Portfolio Survey
Here's the tekboy portfolio as of tonight:
QCOM 28.5% GMST 15.8% SEBL 14.5% JDSU 12.3% NTAP 11.3% CREE 9.0% ITWO 8.4%
Note 1: All positions except ITWO include options (GMST and CREE) or LEAPS (the others) in addition to common. Together all the options and LEAPS amount to about 20% of the portfolio total.
Note 2: Still carrying a rather heavy margin load, lower in absolute terms than in the past but higher in percentage terms.
As for the biggest mistake of the year, as Apollo noted that's a tough call for me, since I have made so many. For example, I was nodding along saying "been there, done that" to many of the answers given so far, especially those of Uncle Frank, JPitcairn, darbyc, compounder, 99DAN, and akoni-1. But if I had to pick one real doozy, I'd say it was loading up on too much margin when the market was too richly valued. This meant that when the downturn came I had to do precisely the opposite of what I wanted to be doing (that is, I had to sell rather than buy as all my stocks became cheaper). Other mistakes perhaps cost me more in dollar terms, but none were as stupid, as obvious, and as avoidable. In the future, given my own particular situation and risk tolerance, I've decided to try to take on some margin when the market is way down and get off it when the market is way up; next time around I hope to be in better synch with the cycle.

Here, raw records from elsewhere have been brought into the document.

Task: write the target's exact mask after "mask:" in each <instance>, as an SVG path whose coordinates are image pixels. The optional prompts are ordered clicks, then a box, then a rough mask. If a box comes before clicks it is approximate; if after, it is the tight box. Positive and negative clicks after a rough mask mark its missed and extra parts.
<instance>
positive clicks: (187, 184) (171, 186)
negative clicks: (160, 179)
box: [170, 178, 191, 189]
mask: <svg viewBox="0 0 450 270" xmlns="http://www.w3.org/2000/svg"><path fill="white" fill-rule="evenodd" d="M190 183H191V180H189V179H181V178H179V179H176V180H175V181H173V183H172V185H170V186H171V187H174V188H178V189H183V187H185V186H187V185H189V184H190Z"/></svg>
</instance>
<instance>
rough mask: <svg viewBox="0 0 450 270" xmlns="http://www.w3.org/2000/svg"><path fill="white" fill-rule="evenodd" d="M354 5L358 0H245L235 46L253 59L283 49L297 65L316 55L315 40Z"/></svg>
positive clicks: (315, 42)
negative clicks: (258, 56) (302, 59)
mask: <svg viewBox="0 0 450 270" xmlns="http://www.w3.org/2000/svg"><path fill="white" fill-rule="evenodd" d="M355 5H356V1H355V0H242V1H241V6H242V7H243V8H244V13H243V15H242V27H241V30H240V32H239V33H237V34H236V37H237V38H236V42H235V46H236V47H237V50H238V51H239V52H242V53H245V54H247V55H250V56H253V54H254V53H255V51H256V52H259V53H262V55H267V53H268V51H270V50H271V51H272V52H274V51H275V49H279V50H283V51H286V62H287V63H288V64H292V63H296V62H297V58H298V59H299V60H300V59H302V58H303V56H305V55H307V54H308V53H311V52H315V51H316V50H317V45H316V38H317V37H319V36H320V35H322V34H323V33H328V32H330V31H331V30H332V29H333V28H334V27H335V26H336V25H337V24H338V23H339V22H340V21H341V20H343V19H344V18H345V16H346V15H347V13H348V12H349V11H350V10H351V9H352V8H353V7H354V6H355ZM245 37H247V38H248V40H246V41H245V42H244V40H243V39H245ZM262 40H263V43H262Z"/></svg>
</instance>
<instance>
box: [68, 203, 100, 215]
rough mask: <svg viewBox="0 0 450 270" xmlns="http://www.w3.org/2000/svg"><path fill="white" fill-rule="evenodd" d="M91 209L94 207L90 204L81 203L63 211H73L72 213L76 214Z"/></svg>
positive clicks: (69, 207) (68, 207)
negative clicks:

One last thought, for some perspective. I started investing seriously in the late summer of 1999, with X dollars. I was lucky enough to stumble into this thread soon afterward, and by mid-fall I was mostly G&K. After lots of begging, ET taught me some basic conservative rules for options trading, which I promptly violated once I started dabbling there around the turn of the year. The combination of an all-tech G&K portfolio, options, and generous use of margin in a bull market pushed my account to 6.5X by late March. The same combination in a bear market cut the account to 1.7X today. For obvious reasons, I prefer to view myself as up 70% over 16 months, which is not all that bad for a technomoron investing newbie. I still retain some of the "champagne wishes and caviar dreams" of the spring, however, and haven't despaired thanks largely to the excellent folk around here who have taught me so much while providing such excellent fellowship in times good and bad.